Dans son bilan de l’évacuation, la préfecture explique avoir fait prendre en charge deux mineures par l’aide sociale à l’enfance (ASE) et une personne par l’hôpital. Ces trois femmes sont en réalité de la même famille tchétchène. Elles ont vécu un moment de panique après le démantèlement. La mère a fait un malaise et a été emmenée en urgence à l’hôpital. Ses deux filles, Aïcha, 14 ans et Fatima, 17 ans, ont passé la nuit dans un foyer de l’ASE. Toutes trois avaient au poignet des bracelets rouges, signifiant qu’elles n’avaient pas de titres de séjour.

Elles ont été orientées vers le centre de préparation d’aide au retour de Bouxwiller, après avoir passé les nuits des 3 et 4 août à la rue, car la structure n’accepte pas de nouvelles arrivées le week-end, selon l’association Les petites roues.

Si elles sont rassemblées pour le moment, l’épisode reste traumatisant (...)
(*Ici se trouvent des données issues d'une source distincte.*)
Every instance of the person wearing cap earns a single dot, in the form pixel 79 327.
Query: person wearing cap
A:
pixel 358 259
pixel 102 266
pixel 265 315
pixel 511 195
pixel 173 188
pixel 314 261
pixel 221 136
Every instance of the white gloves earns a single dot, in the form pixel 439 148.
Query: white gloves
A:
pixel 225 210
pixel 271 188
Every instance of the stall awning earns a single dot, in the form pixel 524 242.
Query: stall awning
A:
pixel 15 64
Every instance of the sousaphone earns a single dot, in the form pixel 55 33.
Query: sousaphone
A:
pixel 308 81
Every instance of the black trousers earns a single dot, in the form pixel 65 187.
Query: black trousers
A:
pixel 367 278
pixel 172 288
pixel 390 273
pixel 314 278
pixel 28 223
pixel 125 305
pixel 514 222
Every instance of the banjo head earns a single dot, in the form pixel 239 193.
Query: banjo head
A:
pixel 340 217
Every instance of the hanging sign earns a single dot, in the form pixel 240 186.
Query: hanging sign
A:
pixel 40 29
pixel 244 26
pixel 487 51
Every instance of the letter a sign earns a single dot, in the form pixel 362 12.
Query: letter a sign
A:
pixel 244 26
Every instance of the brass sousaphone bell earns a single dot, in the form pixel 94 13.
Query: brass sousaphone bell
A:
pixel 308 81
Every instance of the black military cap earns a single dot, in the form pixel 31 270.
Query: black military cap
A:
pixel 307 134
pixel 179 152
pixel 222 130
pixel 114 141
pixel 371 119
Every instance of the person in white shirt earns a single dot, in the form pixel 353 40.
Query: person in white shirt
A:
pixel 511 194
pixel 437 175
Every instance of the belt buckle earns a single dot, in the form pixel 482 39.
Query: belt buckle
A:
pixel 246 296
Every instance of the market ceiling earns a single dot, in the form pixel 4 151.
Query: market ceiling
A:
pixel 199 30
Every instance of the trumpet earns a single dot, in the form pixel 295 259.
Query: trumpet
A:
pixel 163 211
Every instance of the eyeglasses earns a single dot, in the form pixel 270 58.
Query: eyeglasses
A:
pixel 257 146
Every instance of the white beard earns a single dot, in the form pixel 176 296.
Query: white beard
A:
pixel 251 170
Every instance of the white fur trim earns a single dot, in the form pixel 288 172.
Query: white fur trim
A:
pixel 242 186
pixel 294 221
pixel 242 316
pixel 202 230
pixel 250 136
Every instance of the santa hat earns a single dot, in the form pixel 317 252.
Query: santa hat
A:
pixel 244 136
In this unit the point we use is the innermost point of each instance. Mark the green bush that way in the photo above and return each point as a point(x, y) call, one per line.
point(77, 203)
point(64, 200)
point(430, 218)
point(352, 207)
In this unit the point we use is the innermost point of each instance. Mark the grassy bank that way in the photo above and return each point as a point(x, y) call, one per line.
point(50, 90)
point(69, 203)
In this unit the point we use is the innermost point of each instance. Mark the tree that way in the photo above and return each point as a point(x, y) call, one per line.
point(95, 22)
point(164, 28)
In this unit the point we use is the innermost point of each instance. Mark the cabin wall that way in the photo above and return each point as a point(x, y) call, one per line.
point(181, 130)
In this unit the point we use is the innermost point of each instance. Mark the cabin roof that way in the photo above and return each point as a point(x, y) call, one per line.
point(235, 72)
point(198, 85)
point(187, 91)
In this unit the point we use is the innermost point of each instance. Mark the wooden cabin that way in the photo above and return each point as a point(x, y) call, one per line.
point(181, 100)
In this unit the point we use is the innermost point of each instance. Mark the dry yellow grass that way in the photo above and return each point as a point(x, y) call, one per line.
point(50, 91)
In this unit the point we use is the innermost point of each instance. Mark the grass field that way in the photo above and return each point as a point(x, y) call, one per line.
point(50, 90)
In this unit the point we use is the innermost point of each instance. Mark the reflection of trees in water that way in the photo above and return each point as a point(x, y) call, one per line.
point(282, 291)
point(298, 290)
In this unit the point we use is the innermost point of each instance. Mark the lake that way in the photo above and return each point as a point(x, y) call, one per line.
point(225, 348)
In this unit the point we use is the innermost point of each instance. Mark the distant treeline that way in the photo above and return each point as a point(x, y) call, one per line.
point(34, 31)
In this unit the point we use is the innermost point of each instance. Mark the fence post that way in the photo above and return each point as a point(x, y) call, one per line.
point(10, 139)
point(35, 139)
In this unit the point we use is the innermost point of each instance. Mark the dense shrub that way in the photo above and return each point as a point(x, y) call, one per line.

Dix-huit autres personnes envoyées au centre de préparation au retour seraient, selon les associations, toutes reparties pour s’installer dans différents campements à Strasbourg. Mercredi 14 août au matin, les familles n’étaient pas dans leur tente à La Montagne verte – beaucoup passent leurs journées dans des accueils de jour, en périodes de vacances scolaires, pour fuir la chaleur.